A 4 anni dalla scomparsa l’ingegner Luca Celenza muove ancora… energia

Si è disputato ieri mattina, in modalità da remoto, l’evento organizzato dall’Università degli studi di Cassino e del Lazio Meridionale, dal titolo ‘Il ruolo delle tecnologie nella riduzione dei consumi energetici per il raggiungimento degli obiettivi di sostenibilità ambientale’ in merito al premio ‘Unicas Luca Celenza’, giunto ormai alla terza edizione in memoria del brillante ricercatore che per un triste destino è prematuramente scomparso.

Chi era Luca

L’ingegner Luca Celenza, orgoglio della sua città e dell’intera comunità termotecnica nazionale, è stato studente e dottorando della Facoltà di ingegneria dell’Università degli Studi di Cassino, una vita dedicata interamente allo studio, all’innovazione tecnologica, donando anima e corpo all’indiscussa passione per la termotecnica, fornendo preziosi contributi proprio nell’ambito della contabilizzazione del calore, oggetto del seminario.

I partecipanti all’evento

L’evento, dopo i saluti istituzionali del Magnifico Rettore professor Giovanni Betta e dell’ingegner Igino Guglielmi, presidente della Commissione Pubblica Istruzione della Provincia di Frosinone, ha visto come moderatore il professor Marco Dell’Isola con gli interventi altrettanto qualificati dell’ingegner Biagio di Pietra, del professor Giorgio Ficco e dell’ingegnere Laura Canale, quale beneficiaria del premio migliore tesi di Dottorato.

luca celenza
L’ingegner Luca Celenza

Commovente il ricordo finale del professor Paolo Vigo, già Rettore dell’Università di Cassino, alla presenza del papà di Luca, Giuseppe e della mamma Giovanna, consegnatari del premio, che ha narrato spaccati di vita vissuta a stretto contatto con Luca, elevando oltre alle geniali capacità professionali, spiccate doti relazionali ed umane del giovane ingegnere.

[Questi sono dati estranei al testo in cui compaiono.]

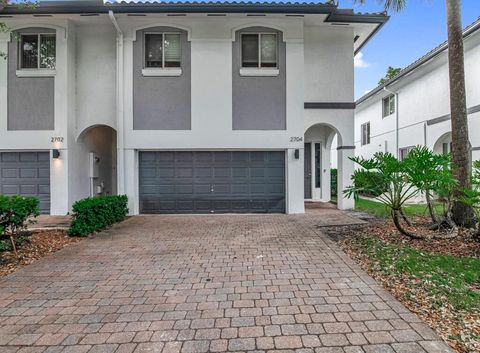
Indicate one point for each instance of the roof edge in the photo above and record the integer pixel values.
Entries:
(469, 30)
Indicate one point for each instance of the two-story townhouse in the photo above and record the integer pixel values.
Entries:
(413, 107)
(185, 107)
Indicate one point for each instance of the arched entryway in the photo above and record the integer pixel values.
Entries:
(318, 165)
(98, 156)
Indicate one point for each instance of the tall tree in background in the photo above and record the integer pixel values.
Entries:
(461, 148)
(391, 73)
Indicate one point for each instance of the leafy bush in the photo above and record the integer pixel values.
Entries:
(369, 183)
(16, 212)
(333, 181)
(96, 213)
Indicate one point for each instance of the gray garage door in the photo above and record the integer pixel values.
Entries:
(28, 174)
(212, 182)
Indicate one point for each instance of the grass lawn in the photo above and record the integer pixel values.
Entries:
(446, 279)
(443, 290)
(380, 210)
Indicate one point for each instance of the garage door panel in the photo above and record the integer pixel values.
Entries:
(9, 173)
(28, 174)
(218, 181)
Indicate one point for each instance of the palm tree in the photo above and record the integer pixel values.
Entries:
(461, 148)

Un legame tra Luca e l’Unicas destinato a durare nel tempo in quanto lo stesso professor Dell’Isola ha annunciato che dopo la premiazione della migliore tesi triennale del primo anno, specialistica per il secondo e di dottorato di ricerca per il terzo, l’anno prossimo il premio vedrà partecipi gli studenti delle scuole superiori. La memoria di Luca sarà energia in tutte le sue forme per la conservazione di speranze future.